Good sources of manganese include:
- Whole grains
- Leafy greens
Should I take a fertility vitamin supplement?
While many of these nutrients can be found in food, it can be difficult to get enough through diet alone. This is especially true when you are trying to conceive. Supplements can help fill in the gaps and prepare your body for conception.
Although many women only begin taking a prenatal nutritional supplements after she is pregnant, it is actually more beneficial to begin before trying to conceive. Taking a prenatal supplement 6-12 months before you start trying can give your body time to build up the nutrients necessary to support healthy fetal development and provide the best opportunity of having a healthy pregnancy and delivery.*
It’s important to remember that every woman’s nutritional needs are unique and no nutritional supplement alone can guarantee pregnancy. However, research suggests that having adequate levels of certain nutrients in your blood can improve your chances of conceiving.*
*These statements have not been evaluated by the Food and Drug Administration.

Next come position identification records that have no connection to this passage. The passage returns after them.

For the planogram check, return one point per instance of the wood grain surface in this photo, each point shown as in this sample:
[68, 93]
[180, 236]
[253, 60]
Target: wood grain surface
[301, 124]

Fertility vitamins: Takeaway
When you’re trying to conceive, it’s helpful to figure out a nutritious diet that makes you feel your best. Getting in the right vitamins for fertility can potentially increase your chances of conceiving and support a healthy pregnancy. While many of these vitamins can be found in everyday food, if you’re having trouble getting in the recommended amounts, you can also take supplements. Regardless of how you get your nutrients in, fueling your body with fertility vitamins is a great way to support your conception journey while supporting your overall health.

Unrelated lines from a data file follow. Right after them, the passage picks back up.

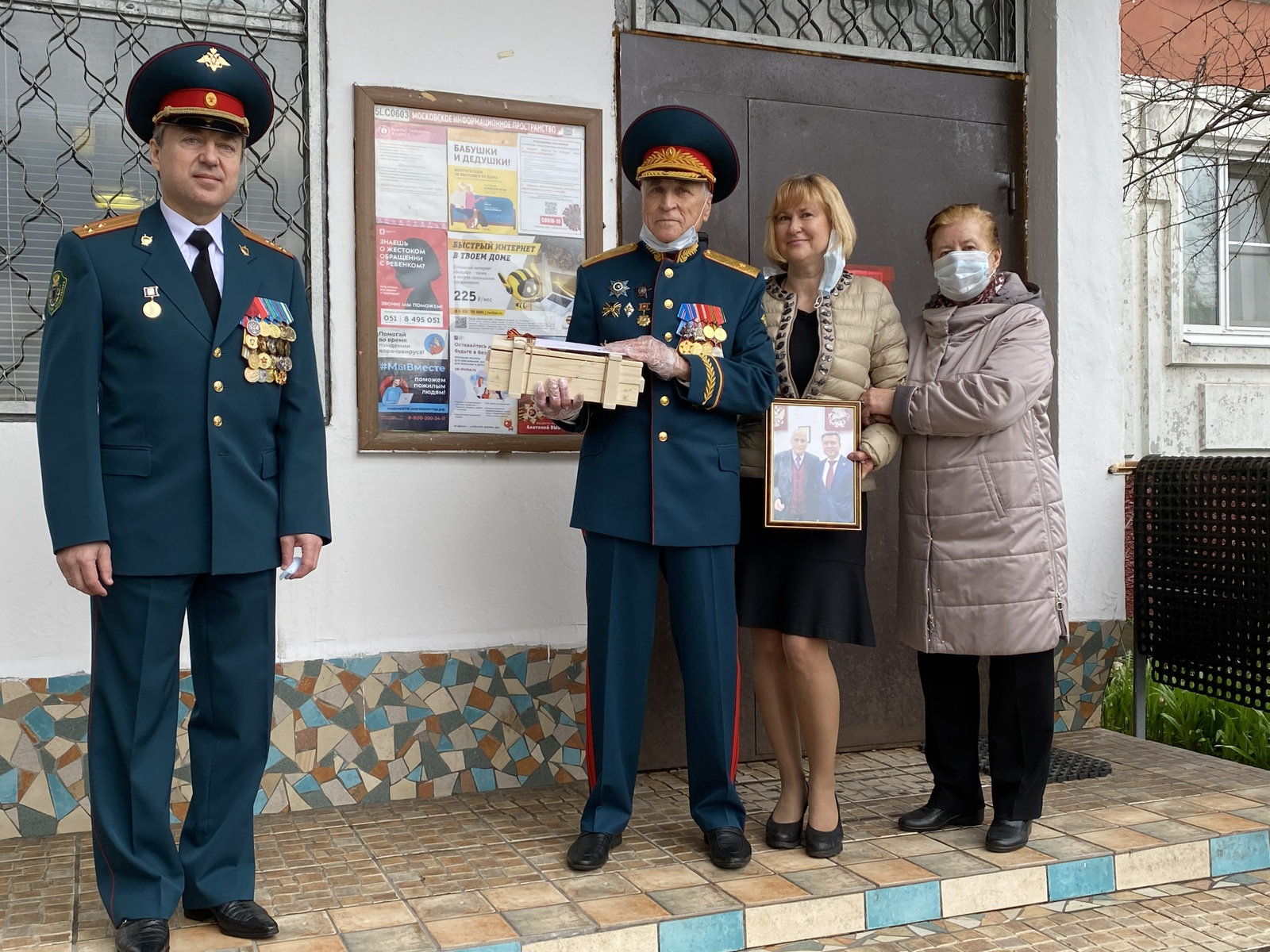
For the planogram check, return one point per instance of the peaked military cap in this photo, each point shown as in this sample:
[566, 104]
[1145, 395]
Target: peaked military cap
[677, 143]
[200, 84]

Frequently Asked Questions (FAQ)
Which vitamin is best for fertility? There are a variety of fertility vitamins that boost your chances of conceiving, including folates, iron, vitamin C, D, and E, and zinc.
What pregnancy vitamins should I take when trying to conceive? The type of vitamins you take depends on how many fertility vitamins you’re naturally getting in through your typical diet. For example, you can take folic acid or vitamin D supplements if you’re not getting the recommended daily amount in your diet.
What fertility supplements actually work? Folic acid, zinc, vitamin E, and iodine are some fertility vitamins that have helped lead to conception and healthy pregnancy. You can add these vitamins within your diet or take them as supplements (be sure to consult a healthcare professional for the latter).
Do fertility vitamins really work? Like certain foods, there are many fertility vitamins that may or may not work for you. There is no one-size-fits-all approach when it comes to the right vitamins for fertility, but some nutrients and supplements may support your conception journey.
Which vitamin fights against infertility? People who consume more calcium may be less likely to deal with infertility problems or ovulatory disorders. Iodine has been proved to increase rates of conception for those with infertility issues.